In Solanaceae, the self-incompatibility S-RNase and S-locus F-box interactions define self-pollen recognition and rejection in an S-specific manner. This interaction triggers a cascade of events involving other gene products unlinked to the S-locus that are crucial to the self-incompatibility response. To date, two essential pistil-modifier genes, 120K and High Top-Band (HT-B), have been identified in Nicotiana species. However, biochemistry and genetics indicate that additional modifier genes are required. We recently reported a Kunitz-type proteinase inhibitor, named NaStEP (for Nicotiana alata Stigma-Expressed Protein), that is highly expressed in the stigmas of self-incompatible Nicotiana species. Here, we report the proteinase inhibitor activity of NaStEP. NaStEP is taken up by both compatible and incompatible pollen tubes, but its suppression in Nicotiana spp. transgenic plants disrupts S-specific pollen rejection; therefore, NaStEP is a novel pistil-modifier gene. Furthermore, HT-B levels within the pollen tubes are reduced when NaStEP-suppressed pistils are pollinated with either compatible or incompatible pollen. In wild-type self-incompatible N. alata, in contrast, HT-B degradation occurs preferentially in compatible pollinations. Taken together, these data show that the presence of NaStEP is required for the stability of HT-B inside pollen tubes during the rejection response, but the underlying mechanism is currently unknown.

Pollination in Nicotiana alata stimulates synthesis and transfer to the stigmatic surface of NaStEP, a vacuolar Kunitz proteinase inhibitor homologue.

After landing on a wet stigma, pollen grains hydrate and germination generally occurs. However, there is no certainty of the pollen tube growth through the style to reach the ovary. The pistil is a gatekeeper that evolved in many species to recognize and reject the self-pollen, avoiding endogamy and encouraging cross-pollination. However, recognition is a complex process, and specific factors are needed. Here the isolation and characterization of a stigma-specific protein from N. alata, NaStEP (N. alata Stigma Expressed Protein), that is homologous to Kunitz-type proteinase inhibitors, are reported. Activity gel assays showed that NaStEP is not a functional serine proteinase inhibitor. Immunohistochemical and protein blot analyses revealed that NaStEP is detectable in stigmas of self-incompatible (SI) species N. alata, N. forgetiana, and N. bonariensis, but not in self-compatible (SC) species N. tabacum, N. plumbaginifolia, N. benthamiana, N. longiflora, and N. glauca.

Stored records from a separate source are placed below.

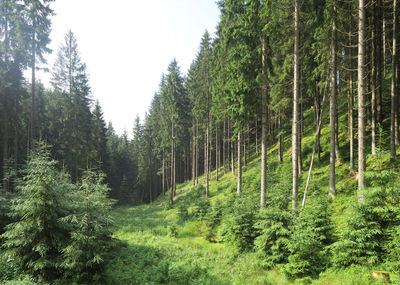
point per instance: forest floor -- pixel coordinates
(161, 248)
(169, 245)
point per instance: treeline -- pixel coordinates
(64, 116)
(249, 87)
(269, 63)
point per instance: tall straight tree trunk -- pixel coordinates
(361, 97)
(33, 89)
(300, 124)
(379, 61)
(257, 135)
(163, 175)
(239, 185)
(280, 142)
(232, 154)
(197, 152)
(244, 148)
(5, 153)
(350, 102)
(223, 147)
(295, 125)
(194, 155)
(216, 153)
(263, 123)
(207, 164)
(373, 78)
(332, 107)
(393, 94)
(172, 164)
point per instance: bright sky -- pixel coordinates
(128, 44)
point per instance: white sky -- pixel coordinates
(128, 44)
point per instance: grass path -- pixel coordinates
(162, 250)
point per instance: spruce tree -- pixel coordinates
(37, 237)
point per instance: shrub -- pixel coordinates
(90, 236)
(200, 208)
(237, 227)
(274, 225)
(37, 236)
(213, 219)
(370, 220)
(311, 234)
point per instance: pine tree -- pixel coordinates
(69, 78)
(37, 236)
(37, 28)
(90, 234)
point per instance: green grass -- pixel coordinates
(162, 248)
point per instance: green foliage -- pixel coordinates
(213, 220)
(172, 231)
(90, 234)
(274, 224)
(200, 208)
(237, 226)
(9, 269)
(370, 220)
(308, 244)
(37, 236)
(393, 250)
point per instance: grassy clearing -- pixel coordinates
(161, 246)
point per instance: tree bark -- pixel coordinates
(373, 80)
(223, 147)
(332, 107)
(163, 175)
(263, 124)
(295, 125)
(33, 89)
(280, 139)
(361, 97)
(393, 93)
(232, 154)
(194, 155)
(207, 164)
(197, 152)
(216, 153)
(239, 185)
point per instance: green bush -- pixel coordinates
(308, 244)
(172, 231)
(213, 220)
(237, 227)
(200, 208)
(37, 236)
(90, 234)
(274, 224)
(370, 220)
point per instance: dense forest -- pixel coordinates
(312, 87)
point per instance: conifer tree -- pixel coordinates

NaStEP contains the vacuolar targeting sequence NPIVL, and immunocytochemistry experiments showed vacuolar localization in unpollinated stigmas. After self-pollination or pollination with pollen from the SC species N. tabacum or N. plumbaginifolia, NaStEP was also found in the stigmatic exudate. The synthesis and presence in the stigmatic exudate of this protein was strongly induced in N. alata following incompatible pollination with N. tabacum pollen. The transfer of NaStEP to the stigmatic exudate was accompanied by perforation of the stigmatic cell wall, which appeared to release the vacuolar contents to the apoplastic space. The increase in NaStEP synthesis after pollination and its presence in the stigmatic exudates suggest that this protein may play a role in the early pollen-stigma interactions that regulate pollen tube growth in Nicotiana.